PGN: Best gift you ever gave or received?
My friends and family gave me a surprise birthday this February. It was
beautiful. [Laughs.] And it took the sting out of turning 60! Oh, I
just love my family. The best gift I ever gave was to buy a grave marker
for my father. It makes me smile to think of it.
PGN: What’s a smell that makes you stop and reflect?
TW: Lavender. It makes me think of the country and fields of flowers.
PGN: You chose to take the high road and not make a media spectacle after the accident. Was it lonely to deal with it on your own?

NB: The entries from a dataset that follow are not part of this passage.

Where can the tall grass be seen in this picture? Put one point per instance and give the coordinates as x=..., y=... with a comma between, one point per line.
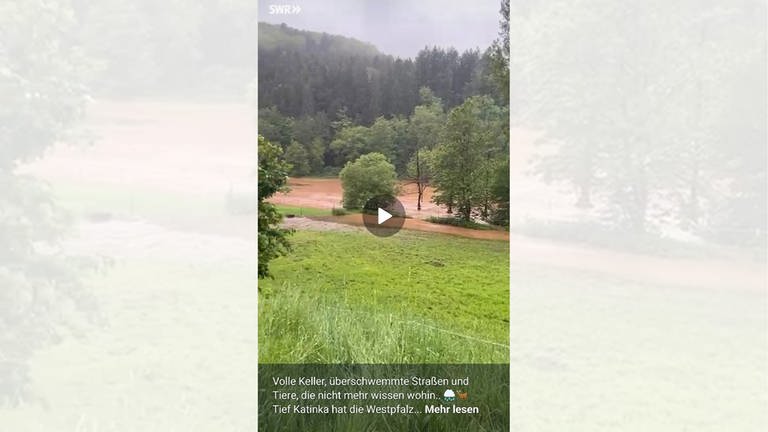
x=297, y=327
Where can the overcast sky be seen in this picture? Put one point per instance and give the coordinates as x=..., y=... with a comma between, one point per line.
x=397, y=27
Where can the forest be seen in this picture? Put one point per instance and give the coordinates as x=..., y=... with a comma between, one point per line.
x=441, y=118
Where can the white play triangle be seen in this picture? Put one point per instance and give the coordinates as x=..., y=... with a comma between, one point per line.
x=383, y=216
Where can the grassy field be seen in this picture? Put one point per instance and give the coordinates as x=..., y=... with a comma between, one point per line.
x=302, y=211
x=352, y=297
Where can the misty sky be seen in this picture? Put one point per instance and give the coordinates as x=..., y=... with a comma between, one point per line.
x=397, y=27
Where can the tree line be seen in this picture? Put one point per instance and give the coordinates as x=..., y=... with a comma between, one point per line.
x=653, y=113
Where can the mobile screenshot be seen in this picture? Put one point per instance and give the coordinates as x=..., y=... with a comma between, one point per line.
x=383, y=154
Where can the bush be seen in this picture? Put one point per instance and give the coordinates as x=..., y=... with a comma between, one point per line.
x=455, y=221
x=368, y=176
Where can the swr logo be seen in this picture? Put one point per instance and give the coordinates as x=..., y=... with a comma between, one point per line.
x=284, y=9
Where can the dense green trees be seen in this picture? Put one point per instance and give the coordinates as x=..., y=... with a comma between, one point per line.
x=638, y=108
x=273, y=172
x=42, y=88
x=439, y=119
x=467, y=159
x=368, y=176
x=300, y=79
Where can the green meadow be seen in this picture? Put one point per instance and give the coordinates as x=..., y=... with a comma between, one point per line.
x=350, y=297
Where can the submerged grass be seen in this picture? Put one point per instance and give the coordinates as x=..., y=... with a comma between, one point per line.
x=420, y=298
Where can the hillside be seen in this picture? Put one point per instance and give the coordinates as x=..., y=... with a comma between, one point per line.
x=274, y=37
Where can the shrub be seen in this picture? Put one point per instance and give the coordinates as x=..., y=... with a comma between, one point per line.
x=368, y=176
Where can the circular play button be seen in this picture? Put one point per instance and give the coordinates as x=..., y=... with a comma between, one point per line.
x=383, y=215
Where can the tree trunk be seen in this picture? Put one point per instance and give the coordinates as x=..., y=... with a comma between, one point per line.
x=419, y=185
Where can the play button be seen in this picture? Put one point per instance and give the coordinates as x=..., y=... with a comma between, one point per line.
x=383, y=215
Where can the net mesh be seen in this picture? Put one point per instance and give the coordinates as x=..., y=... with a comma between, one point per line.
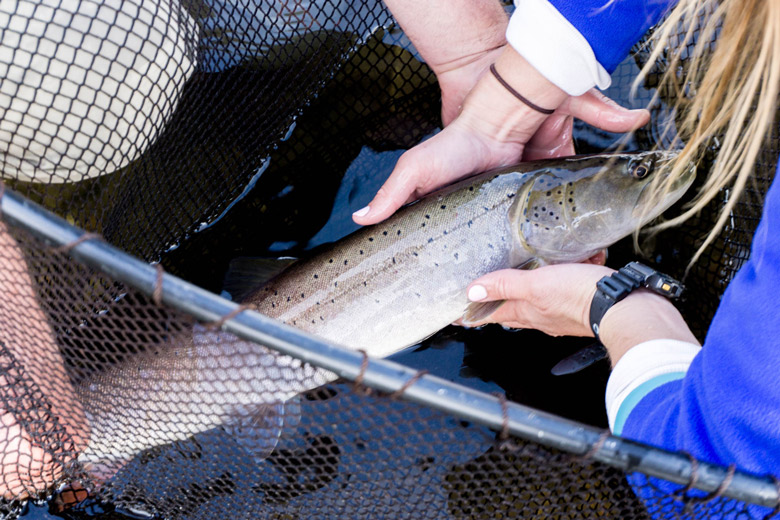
x=192, y=133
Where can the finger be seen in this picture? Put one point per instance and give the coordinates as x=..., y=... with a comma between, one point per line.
x=598, y=110
x=506, y=284
x=397, y=190
x=553, y=139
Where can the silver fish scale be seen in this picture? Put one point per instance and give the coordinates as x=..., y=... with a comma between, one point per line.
x=369, y=291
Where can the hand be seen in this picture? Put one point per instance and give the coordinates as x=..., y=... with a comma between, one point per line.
x=26, y=466
x=556, y=300
x=495, y=129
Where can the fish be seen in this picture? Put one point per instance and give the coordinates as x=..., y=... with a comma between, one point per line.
x=381, y=289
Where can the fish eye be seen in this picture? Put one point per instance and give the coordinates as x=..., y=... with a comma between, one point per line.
x=640, y=172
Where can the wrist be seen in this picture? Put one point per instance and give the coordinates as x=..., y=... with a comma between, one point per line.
x=461, y=33
x=495, y=111
x=641, y=316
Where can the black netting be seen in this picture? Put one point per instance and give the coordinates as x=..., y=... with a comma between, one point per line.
x=195, y=133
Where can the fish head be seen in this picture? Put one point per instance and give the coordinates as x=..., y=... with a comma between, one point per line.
x=571, y=210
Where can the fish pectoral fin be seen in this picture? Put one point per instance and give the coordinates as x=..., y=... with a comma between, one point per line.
x=257, y=429
x=245, y=274
x=478, y=311
x=532, y=263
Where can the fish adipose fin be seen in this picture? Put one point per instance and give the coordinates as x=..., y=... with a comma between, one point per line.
x=245, y=274
x=257, y=429
x=478, y=311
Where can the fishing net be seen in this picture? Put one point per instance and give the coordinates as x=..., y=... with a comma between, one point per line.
x=190, y=133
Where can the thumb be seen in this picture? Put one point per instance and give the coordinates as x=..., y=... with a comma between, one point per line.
x=506, y=284
x=598, y=110
x=397, y=190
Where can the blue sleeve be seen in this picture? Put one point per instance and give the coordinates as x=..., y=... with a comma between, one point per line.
x=727, y=407
x=612, y=27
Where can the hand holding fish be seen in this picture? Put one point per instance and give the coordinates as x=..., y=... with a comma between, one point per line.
x=494, y=129
x=556, y=300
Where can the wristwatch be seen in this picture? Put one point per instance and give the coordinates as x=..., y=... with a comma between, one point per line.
x=612, y=289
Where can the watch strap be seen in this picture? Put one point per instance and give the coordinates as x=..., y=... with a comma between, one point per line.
x=612, y=289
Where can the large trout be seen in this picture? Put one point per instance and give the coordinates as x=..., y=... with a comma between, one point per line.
x=381, y=289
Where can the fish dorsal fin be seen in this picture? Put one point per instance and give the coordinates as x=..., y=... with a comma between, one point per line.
x=478, y=311
x=245, y=274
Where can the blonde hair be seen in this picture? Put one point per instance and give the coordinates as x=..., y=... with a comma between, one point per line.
x=731, y=92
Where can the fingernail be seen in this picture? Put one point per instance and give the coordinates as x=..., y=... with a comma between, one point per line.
x=362, y=212
x=477, y=293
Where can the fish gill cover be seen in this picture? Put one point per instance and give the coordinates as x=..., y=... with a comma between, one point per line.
x=254, y=131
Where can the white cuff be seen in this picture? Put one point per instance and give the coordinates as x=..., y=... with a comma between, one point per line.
x=541, y=35
x=642, y=369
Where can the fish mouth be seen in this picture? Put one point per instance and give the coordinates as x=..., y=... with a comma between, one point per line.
x=648, y=206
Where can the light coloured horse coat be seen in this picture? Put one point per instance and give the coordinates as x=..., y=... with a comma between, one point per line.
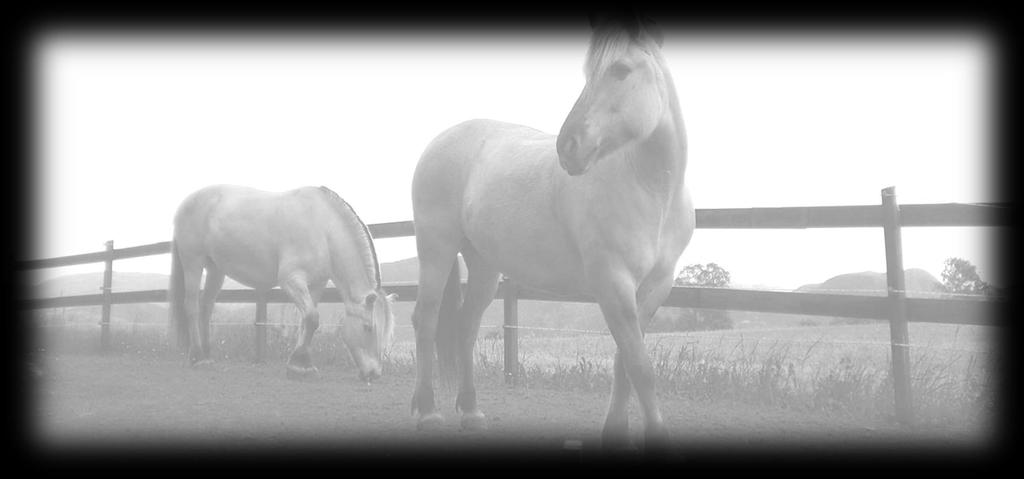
x=297, y=240
x=600, y=210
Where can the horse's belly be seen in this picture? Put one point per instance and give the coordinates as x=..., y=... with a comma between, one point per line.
x=526, y=244
x=254, y=274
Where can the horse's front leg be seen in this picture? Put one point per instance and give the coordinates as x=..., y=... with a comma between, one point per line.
x=214, y=281
x=300, y=363
x=616, y=294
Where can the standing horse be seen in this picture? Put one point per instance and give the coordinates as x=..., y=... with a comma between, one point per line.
x=296, y=240
x=612, y=228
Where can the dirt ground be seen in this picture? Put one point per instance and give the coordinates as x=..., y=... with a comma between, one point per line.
x=129, y=401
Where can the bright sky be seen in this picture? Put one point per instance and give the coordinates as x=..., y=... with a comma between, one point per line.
x=129, y=125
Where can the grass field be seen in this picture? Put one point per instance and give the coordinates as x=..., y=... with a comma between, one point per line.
x=823, y=365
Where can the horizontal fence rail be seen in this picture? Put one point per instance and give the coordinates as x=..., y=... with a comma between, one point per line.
x=894, y=306
x=976, y=311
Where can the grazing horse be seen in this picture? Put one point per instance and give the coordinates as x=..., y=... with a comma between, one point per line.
x=296, y=240
x=600, y=210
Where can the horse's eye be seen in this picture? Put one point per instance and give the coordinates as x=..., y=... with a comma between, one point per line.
x=619, y=71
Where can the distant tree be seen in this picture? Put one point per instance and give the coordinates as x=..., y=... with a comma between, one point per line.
x=707, y=275
x=958, y=275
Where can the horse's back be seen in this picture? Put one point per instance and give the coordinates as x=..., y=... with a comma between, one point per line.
x=496, y=185
x=249, y=232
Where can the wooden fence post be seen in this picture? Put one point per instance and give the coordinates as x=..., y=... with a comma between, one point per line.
x=104, y=319
x=899, y=336
x=260, y=336
x=510, y=337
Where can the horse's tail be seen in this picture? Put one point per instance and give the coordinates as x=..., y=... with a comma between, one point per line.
x=176, y=298
x=450, y=329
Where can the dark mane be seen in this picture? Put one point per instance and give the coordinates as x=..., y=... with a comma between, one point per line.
x=345, y=208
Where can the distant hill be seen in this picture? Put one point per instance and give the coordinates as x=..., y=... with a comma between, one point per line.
x=408, y=270
x=919, y=282
x=532, y=313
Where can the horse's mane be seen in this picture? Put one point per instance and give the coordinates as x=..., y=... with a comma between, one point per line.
x=612, y=34
x=344, y=209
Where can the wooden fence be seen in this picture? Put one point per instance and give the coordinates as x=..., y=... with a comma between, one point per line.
x=895, y=307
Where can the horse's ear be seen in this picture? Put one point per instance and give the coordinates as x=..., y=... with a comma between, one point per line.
x=652, y=30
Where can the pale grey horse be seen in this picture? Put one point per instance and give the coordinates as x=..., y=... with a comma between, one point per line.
x=297, y=240
x=600, y=210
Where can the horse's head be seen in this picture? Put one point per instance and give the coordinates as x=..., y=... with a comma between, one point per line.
x=368, y=330
x=625, y=96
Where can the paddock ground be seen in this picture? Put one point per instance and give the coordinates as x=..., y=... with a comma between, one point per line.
x=129, y=401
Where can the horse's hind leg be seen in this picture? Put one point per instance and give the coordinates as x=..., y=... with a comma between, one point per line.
x=192, y=274
x=481, y=286
x=300, y=363
x=214, y=281
x=436, y=259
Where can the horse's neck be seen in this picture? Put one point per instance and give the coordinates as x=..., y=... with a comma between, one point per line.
x=658, y=163
x=355, y=271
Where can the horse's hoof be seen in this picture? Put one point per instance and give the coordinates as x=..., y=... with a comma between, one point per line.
x=301, y=374
x=429, y=422
x=656, y=445
x=474, y=421
x=621, y=444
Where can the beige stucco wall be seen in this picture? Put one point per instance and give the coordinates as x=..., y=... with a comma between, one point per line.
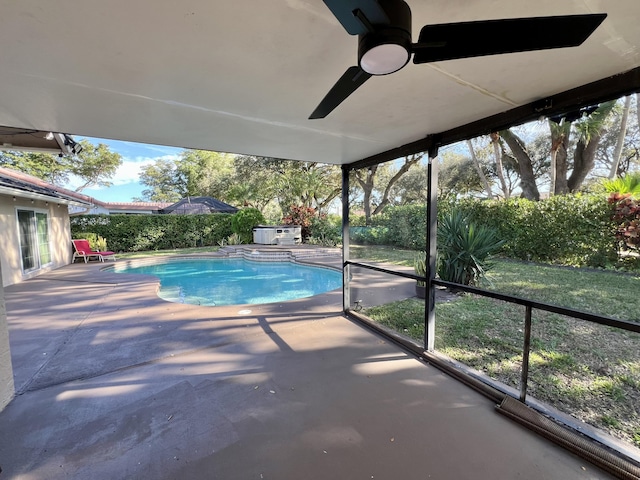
x=7, y=388
x=59, y=237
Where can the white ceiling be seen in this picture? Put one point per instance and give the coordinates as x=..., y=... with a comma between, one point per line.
x=243, y=76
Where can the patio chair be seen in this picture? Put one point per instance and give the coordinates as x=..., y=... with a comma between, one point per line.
x=82, y=249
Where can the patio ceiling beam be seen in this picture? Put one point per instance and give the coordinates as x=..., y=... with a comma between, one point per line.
x=609, y=88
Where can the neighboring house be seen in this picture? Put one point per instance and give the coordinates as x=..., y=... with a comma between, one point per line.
x=115, y=208
x=35, y=234
x=199, y=205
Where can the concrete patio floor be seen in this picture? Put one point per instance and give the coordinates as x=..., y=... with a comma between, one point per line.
x=114, y=383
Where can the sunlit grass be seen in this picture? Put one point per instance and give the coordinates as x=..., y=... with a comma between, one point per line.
x=586, y=370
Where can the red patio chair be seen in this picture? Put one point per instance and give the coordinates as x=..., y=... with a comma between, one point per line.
x=82, y=249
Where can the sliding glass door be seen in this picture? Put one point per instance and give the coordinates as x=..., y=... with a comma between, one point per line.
x=34, y=239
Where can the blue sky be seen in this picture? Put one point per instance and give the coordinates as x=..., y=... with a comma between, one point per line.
x=126, y=184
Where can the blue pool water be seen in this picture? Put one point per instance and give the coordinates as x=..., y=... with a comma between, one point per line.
x=231, y=281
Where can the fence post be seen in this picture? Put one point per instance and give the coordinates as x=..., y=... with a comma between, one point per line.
x=525, y=354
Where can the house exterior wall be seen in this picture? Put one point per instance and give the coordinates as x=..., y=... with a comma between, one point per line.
x=7, y=387
x=59, y=237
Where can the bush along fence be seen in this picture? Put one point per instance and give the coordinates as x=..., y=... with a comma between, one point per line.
x=133, y=233
x=576, y=230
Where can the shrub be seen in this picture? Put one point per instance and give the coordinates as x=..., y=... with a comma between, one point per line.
x=132, y=233
x=324, y=232
x=464, y=249
x=243, y=222
x=626, y=215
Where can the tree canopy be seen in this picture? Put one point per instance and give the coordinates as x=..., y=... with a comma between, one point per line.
x=94, y=165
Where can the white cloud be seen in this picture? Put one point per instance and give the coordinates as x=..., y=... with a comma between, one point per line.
x=128, y=172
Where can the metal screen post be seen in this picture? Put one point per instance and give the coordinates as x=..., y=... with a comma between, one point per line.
x=525, y=354
x=346, y=269
x=432, y=224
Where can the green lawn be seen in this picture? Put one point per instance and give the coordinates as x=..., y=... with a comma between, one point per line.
x=589, y=371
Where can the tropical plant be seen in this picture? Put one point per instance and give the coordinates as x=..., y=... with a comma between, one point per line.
x=242, y=223
x=464, y=249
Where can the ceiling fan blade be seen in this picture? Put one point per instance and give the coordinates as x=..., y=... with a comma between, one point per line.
x=348, y=83
x=491, y=37
x=343, y=11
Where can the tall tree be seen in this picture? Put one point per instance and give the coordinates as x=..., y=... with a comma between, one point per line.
x=497, y=152
x=93, y=166
x=162, y=181
x=457, y=176
x=560, y=134
x=205, y=173
x=372, y=180
x=590, y=131
x=478, y=167
x=525, y=164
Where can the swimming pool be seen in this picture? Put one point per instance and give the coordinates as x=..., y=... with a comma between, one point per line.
x=235, y=281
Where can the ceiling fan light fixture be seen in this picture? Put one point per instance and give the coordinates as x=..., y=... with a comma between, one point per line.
x=384, y=59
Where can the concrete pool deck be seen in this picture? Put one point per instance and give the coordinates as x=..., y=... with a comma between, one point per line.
x=114, y=383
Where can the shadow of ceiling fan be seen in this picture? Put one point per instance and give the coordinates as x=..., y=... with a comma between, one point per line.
x=384, y=40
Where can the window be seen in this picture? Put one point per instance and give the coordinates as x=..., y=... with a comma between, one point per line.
x=34, y=239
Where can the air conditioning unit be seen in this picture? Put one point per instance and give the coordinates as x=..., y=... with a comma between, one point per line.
x=277, y=234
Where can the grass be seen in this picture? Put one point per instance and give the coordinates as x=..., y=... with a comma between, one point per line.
x=589, y=371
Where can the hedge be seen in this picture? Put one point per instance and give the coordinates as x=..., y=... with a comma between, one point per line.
x=131, y=233
x=567, y=229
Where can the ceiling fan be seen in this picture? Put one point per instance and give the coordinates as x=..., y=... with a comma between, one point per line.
x=384, y=45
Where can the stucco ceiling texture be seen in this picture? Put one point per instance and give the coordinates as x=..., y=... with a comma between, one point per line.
x=243, y=76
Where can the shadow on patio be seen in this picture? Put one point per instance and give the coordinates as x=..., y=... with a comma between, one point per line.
x=113, y=382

It was lonely. I tend to be too independent and don’t know how to ask
people for things. I just put on a smile and went about my business with
as much dignity as I could without responding to the media frenzy. I
started working with a therapist seven years ago and that helped me get
to the point that I’m able to write about it now. [Laughs.] I probably
should have started long ago!
PGN: Did you ever have any contact with Teddy after the accident?
TW: I talked to him in 2002. That’s how my book starts out, with that conversation.
Was it frustrating being in such a high-profile incident with someone
and not being able to call and ask if he was OK or let him know how you
were? How well did you know him?
TW: I didn’t know him at
all! I’d met him once or twice before, but that was it. He’d simply
offered me a ride home from a club that night. The media tried to make
something out of it, but it was untrue. He was one of those people that
had a kindness about him.
PGN: Happy memories?
The Christmas I was reunited with my family in 1962. I was 10 and had
been separated from my family for a time. It was the best Christmas ever
to be with them again. And when I got clean and sober. A friend of mine
named Phil from the Westbury Bar took me to an AA meeting and it saved
my life. I’ll be 14-years sober in June.
PGN: Why were you separated?
My sister Jackie and I were abducted when we were children. I was 5
years old. I’m not really comfortable talking about it yet, but I’ve
been working with [my writer] Jennifer to get it out for the book. It’ll
be in there.
PGN: What’s the best part of Tenika Watson’s life now?
TW: I have no regrets, I don’t have anything to prove to anybody. I’m 60 years old and I lived to be 60! To me, that’s great.